Both of these men have been saying some controversal stuff lately that's gotten them in trouble. First Rove:
(P)erhaps the most important difference between conservatives and liberals can be found in the area of national security. Conservatives saw the savagery of 9/11 and the attacks and prepared for war; liberals saw the savagery of the 9/11 attacks and wanted to prepare indictments and offer therapy and understanding for our attackers.

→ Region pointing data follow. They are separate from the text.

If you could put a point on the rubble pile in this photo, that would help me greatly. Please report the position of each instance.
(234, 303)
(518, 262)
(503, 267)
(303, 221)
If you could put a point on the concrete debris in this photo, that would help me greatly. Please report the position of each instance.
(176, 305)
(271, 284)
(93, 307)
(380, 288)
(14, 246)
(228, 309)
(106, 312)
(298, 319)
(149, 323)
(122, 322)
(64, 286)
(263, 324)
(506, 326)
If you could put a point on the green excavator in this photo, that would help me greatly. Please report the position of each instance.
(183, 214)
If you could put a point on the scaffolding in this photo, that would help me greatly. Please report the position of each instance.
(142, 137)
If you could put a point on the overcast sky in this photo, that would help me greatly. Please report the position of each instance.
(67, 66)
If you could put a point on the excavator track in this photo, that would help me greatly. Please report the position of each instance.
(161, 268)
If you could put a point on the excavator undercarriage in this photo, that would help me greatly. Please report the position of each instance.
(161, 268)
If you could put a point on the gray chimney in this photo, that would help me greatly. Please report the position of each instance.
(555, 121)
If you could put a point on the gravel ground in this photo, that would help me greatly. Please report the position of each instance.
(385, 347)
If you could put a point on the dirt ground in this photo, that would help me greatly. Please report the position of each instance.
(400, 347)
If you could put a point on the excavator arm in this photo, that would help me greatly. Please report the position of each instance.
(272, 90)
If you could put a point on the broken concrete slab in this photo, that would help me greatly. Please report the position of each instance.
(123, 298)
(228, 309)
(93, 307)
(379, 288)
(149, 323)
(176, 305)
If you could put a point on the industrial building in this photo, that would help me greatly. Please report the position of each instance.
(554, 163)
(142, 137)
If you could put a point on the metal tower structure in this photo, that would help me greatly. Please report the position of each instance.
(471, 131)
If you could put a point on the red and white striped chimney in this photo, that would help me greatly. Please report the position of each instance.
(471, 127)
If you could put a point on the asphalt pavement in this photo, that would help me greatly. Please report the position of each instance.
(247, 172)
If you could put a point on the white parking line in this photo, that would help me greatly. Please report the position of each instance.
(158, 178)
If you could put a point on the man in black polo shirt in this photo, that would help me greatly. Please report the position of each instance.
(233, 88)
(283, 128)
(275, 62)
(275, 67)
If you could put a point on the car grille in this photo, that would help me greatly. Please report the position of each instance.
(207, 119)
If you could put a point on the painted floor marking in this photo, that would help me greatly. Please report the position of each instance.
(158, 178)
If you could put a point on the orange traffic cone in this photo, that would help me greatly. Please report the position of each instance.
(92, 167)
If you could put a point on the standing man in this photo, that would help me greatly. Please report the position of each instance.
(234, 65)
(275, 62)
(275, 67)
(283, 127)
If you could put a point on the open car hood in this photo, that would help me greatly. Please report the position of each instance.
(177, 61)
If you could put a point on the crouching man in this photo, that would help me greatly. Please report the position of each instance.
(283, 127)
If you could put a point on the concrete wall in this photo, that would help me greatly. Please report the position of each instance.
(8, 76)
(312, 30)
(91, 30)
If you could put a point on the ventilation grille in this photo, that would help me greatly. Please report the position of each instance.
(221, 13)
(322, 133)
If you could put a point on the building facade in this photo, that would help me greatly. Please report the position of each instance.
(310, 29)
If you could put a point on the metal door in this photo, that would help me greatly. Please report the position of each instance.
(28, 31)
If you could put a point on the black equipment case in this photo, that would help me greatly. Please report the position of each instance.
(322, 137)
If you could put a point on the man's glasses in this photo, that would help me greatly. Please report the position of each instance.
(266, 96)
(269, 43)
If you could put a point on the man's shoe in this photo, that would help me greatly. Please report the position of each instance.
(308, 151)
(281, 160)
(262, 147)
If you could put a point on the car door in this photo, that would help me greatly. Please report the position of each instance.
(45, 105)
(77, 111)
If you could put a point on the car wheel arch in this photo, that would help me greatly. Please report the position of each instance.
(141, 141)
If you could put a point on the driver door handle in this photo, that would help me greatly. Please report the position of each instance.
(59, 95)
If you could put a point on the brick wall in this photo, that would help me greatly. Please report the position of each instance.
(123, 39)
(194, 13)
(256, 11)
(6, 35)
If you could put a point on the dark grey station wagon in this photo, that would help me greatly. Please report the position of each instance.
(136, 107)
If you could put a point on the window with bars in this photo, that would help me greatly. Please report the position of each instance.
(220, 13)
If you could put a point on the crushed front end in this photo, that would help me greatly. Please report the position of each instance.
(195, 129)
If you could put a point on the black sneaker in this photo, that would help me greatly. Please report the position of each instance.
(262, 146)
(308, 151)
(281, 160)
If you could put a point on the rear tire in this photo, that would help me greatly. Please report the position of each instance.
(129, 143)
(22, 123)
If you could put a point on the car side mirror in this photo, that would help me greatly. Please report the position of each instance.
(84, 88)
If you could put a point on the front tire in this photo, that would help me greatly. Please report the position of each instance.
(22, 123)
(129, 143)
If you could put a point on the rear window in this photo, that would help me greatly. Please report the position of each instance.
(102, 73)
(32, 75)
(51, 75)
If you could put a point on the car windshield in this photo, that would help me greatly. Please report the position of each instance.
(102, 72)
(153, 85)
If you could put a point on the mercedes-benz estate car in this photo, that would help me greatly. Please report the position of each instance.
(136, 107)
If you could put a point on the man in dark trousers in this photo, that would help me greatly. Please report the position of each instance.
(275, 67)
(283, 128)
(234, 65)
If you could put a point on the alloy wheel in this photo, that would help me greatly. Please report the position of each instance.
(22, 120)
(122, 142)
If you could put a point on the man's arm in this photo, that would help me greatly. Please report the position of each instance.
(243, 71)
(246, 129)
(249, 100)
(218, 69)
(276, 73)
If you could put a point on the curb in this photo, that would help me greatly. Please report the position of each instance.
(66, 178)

While Rove's comments where obviously an insult to Democrats, the suggestion of indicting and procecuting terrorists in a lawful way makes sense in a democracy. We shouldn't be taking out revenge on our terrorists, as that's no more mature then shooting somebody for taking your parking space. What happened on 9/11 was a tragity, but those who did it made a mistake, mislead by powerful ideology that blinded them from reality. You have to wonder why did people go this far? What in their socialization made them so anti-American? Was it one event deep down in their psyche, or was it something bigger? I wish we could have some of the terrorists for use in anaylsis of their psyche. We could learn much from studying and treating the terrorist mind. It's a question of enlightened response to terrorism versus an immature slapping around of your opponent.
Now Dean:
Republicans are "a pretty monolithic party. They all behave the same. They all look the same. It's pretty much a white Christian party."
This statement bothered me more if only because it implies that Democrats aren't the party of white Christians. We know that couldn't be farther from the truth. On the other hand, Republicans are largely made up of white Christans, and in many cases they feel excluded from the democrats. Democrats need to embrace them and find ways to make their liberalism compatible with those who are deeply spirtual.